We help our clients at Juniper Canyon learn skills to reconnect with and honor their bodies through mindfulness, equine therapy, and somatic trauma therapies. We use the intensive group therapy experience to relearn how to connect with each other. We go beyond talking in therapy–instead we live it.
Our clients also have the opportunity to identify the narratives in their lives that have developed from trauma and work each day through therapy, adventure, and with each other to write a new story. To move from a place of helplessness, disconnection, and despair to a place of power and healing.

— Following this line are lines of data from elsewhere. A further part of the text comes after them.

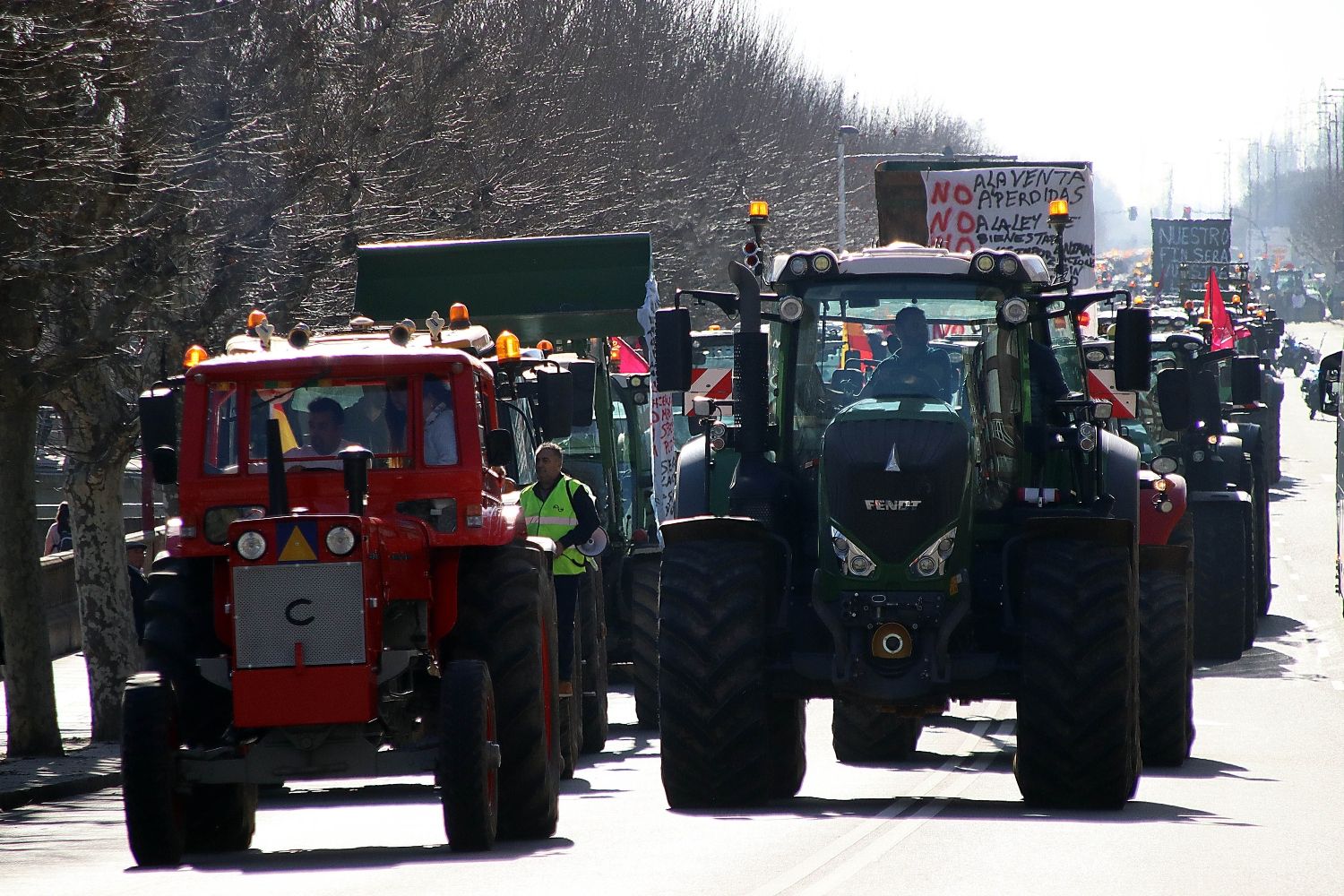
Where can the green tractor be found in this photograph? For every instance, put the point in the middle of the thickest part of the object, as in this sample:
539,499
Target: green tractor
897,543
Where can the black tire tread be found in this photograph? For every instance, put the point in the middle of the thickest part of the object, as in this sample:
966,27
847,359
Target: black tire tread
644,640
712,697
1166,665
465,766
860,734
1078,696
155,814
505,616
1220,589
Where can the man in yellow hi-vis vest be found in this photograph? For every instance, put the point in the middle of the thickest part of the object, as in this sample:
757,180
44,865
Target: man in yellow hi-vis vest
561,508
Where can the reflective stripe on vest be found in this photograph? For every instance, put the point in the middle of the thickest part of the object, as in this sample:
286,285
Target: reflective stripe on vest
554,519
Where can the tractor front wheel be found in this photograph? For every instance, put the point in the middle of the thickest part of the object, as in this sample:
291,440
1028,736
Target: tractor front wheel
468,756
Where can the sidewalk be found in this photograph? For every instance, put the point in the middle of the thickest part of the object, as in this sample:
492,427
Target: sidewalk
82,770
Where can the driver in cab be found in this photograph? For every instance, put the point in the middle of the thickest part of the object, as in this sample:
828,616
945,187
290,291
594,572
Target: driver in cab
914,368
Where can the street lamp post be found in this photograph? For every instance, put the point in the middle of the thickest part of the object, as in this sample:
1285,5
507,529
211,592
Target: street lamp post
841,132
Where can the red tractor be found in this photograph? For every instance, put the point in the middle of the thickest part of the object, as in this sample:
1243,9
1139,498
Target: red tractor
346,590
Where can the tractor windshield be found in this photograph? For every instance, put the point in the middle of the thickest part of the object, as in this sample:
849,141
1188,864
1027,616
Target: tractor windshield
316,418
930,339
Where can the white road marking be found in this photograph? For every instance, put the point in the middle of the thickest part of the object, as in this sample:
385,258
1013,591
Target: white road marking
835,848
832,882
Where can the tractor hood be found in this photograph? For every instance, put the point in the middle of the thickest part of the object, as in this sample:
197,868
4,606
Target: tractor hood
895,473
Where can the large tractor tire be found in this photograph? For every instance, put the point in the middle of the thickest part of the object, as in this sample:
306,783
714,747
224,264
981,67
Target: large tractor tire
220,818
156,812
507,618
644,640
468,756
179,629
591,613
1078,699
1222,581
1166,667
725,740
862,734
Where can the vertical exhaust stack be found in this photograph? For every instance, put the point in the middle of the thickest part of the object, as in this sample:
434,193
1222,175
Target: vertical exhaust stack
277,487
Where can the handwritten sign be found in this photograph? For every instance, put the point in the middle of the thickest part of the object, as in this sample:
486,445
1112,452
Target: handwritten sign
1188,241
1008,209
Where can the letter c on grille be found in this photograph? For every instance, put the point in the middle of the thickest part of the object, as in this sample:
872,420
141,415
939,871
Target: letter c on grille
295,605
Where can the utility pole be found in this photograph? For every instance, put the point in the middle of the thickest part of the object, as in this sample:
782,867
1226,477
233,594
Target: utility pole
841,132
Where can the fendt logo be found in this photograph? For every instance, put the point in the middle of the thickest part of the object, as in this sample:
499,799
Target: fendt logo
882,504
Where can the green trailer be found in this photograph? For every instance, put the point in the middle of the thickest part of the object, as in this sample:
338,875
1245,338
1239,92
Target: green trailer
578,293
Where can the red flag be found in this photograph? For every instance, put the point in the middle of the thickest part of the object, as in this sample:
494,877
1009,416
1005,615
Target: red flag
628,359
1223,336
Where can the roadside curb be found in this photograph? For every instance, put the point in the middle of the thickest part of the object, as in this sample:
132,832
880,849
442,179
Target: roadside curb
35,780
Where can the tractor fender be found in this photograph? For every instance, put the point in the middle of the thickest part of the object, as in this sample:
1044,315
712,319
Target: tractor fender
1120,460
691,469
1164,556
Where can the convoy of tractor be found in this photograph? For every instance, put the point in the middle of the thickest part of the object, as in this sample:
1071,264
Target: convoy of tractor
908,479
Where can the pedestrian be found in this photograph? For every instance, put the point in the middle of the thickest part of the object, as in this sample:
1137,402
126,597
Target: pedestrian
59,535
561,508
139,584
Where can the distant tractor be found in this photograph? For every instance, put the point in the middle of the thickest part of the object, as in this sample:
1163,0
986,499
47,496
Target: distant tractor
346,590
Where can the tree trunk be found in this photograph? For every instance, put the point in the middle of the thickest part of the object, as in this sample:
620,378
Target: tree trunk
99,440
30,691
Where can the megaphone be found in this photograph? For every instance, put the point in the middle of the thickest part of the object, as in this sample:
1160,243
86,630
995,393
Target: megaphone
594,546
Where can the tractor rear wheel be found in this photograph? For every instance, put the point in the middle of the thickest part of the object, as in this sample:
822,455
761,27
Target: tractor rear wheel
151,790
862,734
720,727
1166,667
468,756
593,616
644,640
1078,699
507,618
1222,581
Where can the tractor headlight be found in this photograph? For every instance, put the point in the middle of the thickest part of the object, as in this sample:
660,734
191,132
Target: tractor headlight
1086,437
933,559
839,544
859,563
340,540
1013,312
252,544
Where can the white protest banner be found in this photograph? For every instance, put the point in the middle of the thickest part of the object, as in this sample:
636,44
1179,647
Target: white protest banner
1008,209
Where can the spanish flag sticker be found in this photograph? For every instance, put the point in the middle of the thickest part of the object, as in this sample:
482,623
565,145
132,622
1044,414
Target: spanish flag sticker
298,541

At Juniper Canyon, we get to address and heal trauma in so many ways. For some women, time spent in nature is one of the best tools to help their bodies learn to regulate again. “I can finally breathe again” or “I feel free out there”, I often hear. For others, it is the safety of the community that can both care and hold them that becomes so crucial. Women begin to refer to their community at Juniper Canyon as family or home. And for others, it is the lived experience of our Rites of Passage Ceremonies and our weekly adventures that are so powerful. “I would’ve never believed I could do that”, “I feel like my old self again”.
Trauma therapy becomes much more than just reprocessing memories in an individual therapy session. At Juniper Canyon, we take trauma therapy further. We teach our clients how to achieve the freedom to live fully and genuinely in the present, rather than be burdened by the chains of the past.